WIPACrepo / pyglidein

Some python scripts to launch HTCondor glideins
MIT License
6 stars 20 forks source link

New ClassAd to store the GPU Type string #60

Closed gonzalomerino closed 7 years ago

gonzalomerino commented 7 years ago

Opening new separate ticket for this:

It would be nice to add something in the pyglidein that tries to get the information on the GPU type (for instance, running nvidia-smi if available, and then recording a string on whatever was found: K80, GTX 980, P100 ...) Then if we have this string stored for intance in a Machine Ad like GLIDEIN_GpuType for instance, it will be good to be able to "pass it" to the Job Ads so that we keep the information about which GPU the job ran at as part of the job history information. This last step would be related to #59

briedel commented 7 years ago

Is there a reason this information should be stored within condor_history rather than have some sort of script running that talks to a DB?

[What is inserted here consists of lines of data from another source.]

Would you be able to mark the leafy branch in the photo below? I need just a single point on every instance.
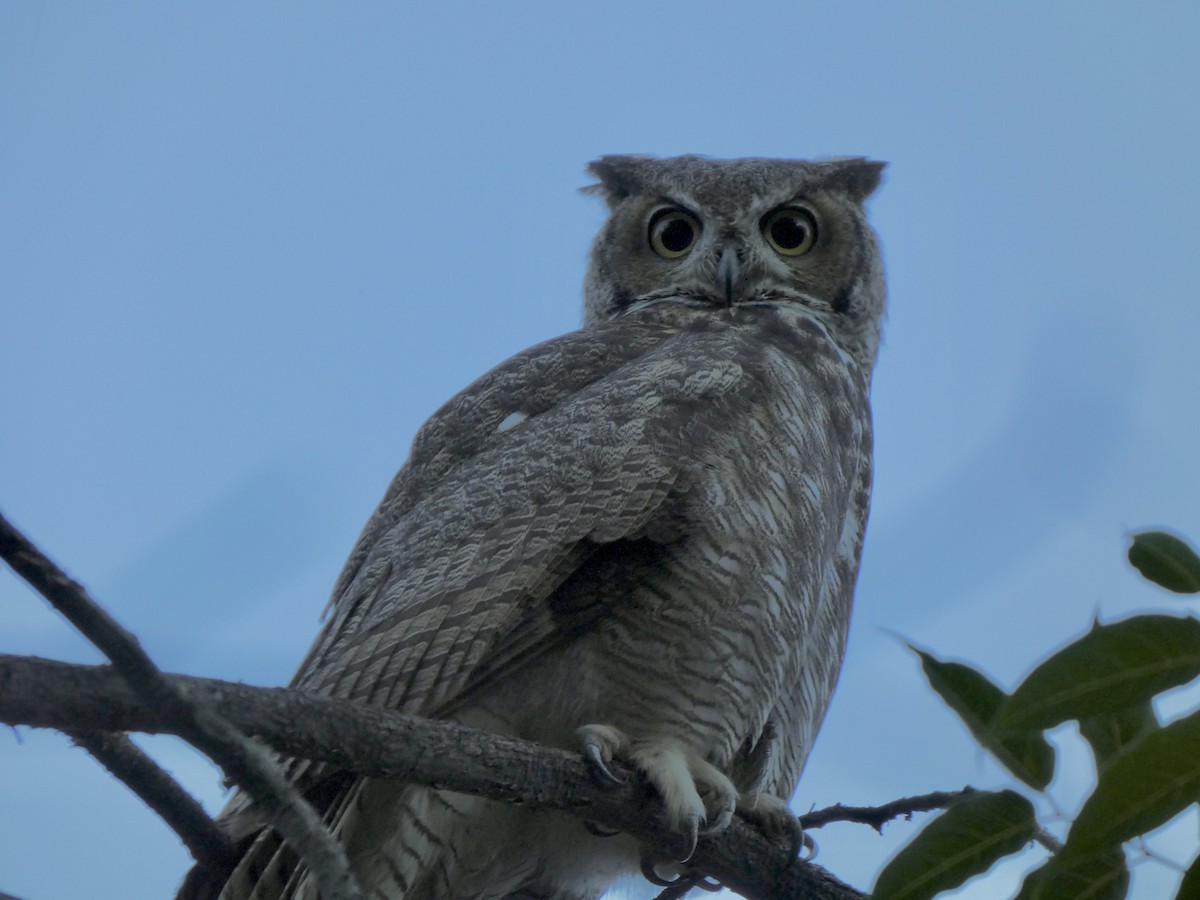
(1147, 773)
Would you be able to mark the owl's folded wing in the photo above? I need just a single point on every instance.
(519, 481)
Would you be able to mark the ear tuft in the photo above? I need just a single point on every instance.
(619, 177)
(856, 175)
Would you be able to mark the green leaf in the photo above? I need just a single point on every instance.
(965, 840)
(1113, 732)
(976, 700)
(1110, 669)
(1167, 561)
(1140, 789)
(1103, 876)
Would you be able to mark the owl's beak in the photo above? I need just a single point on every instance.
(729, 270)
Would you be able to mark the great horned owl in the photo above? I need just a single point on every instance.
(637, 540)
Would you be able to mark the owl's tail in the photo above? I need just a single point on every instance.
(403, 841)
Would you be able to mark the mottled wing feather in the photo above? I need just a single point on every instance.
(472, 540)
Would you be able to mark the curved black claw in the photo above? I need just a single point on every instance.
(598, 765)
(652, 876)
(598, 831)
(807, 849)
(691, 837)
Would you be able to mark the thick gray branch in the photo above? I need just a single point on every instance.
(190, 717)
(375, 742)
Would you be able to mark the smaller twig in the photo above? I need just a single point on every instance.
(879, 816)
(207, 843)
(251, 767)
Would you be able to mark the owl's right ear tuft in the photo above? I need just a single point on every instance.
(619, 177)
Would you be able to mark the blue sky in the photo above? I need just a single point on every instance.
(247, 249)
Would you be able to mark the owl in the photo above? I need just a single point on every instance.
(637, 540)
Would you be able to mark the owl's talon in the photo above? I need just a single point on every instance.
(597, 761)
(601, 743)
(651, 874)
(599, 831)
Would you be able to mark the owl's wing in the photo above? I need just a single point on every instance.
(453, 574)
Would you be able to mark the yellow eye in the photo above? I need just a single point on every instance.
(673, 233)
(790, 231)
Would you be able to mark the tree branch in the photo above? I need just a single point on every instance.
(877, 816)
(444, 755)
(191, 719)
(162, 793)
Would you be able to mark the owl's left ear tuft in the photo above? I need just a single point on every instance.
(856, 175)
(621, 177)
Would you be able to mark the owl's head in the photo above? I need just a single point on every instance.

gonzalomerino commented 7 years ago

the condor_history logs are already storing a ton of accounting information. I would like that information to be as complete as possible so that we can do analysis, find out correlations, etc with old jobs data.

if iceprod2 wants to gather and store this information also in its DB, I do not mind. Up to iceprod2.

what I would not do is to add an accounting DB to the pyglidein functionality. I would try to keep the pyglidein as simple and thin as possible. I am not sure if this is what you suggested.

briedel commented 7 years ago

I am suggesting having a separate accounting. The workflow in the job would be:

Load icecube env -> run script that determine the machine resources -> send information back -> jobs workload runs

condor_history has a lot of information in it that isn't necessarily useful, i.e. do we really know the in scripts that people run or what the inputs the scripts are? The "lets-dump-everything-cause-we-can" approach just creates a lot of noise and makes data analysis down the road harder.

gonzalomerino commented 7 years ago

True, the condor_history has a lot of information. To me, this is a reason to make sure it has the information we need among all that stuff. We are keeping that data anyway since it provides us with very useful accounting information. We regularly use probably a subset of 10 to 20 classads there to do debugging, benchmarking, accounting, etc. I do not see the need to replicate that info gathering in pyglidein, if we can avoid it.

What we should have in place (in our plate) is a reasonable system for skimming the condor_history files to analyze the 10-20 classads subset that we are interested in. The idea is to use some nosql database. We need to see what is already out there and what we need to build, but I think we will benefit from using the existing condor infrastructure to gather information. Condor is basically a messaging system based in classads. Since we are embracing condor already, for good or bad, I would not ignore it and use it for our benefit.

Given that iceprod2 will provide its own pilot, so we will be running (iceprod2) pilots inside (glidein) pilots. To me the place to put a parallel info gatherin sytem, if any, would probably be the iceprod2 pilot. But again I would not put this at the top of the development list, since I think we can get this information from condor with very little effort. So, we can concentrate our limited manpower in really new functionality.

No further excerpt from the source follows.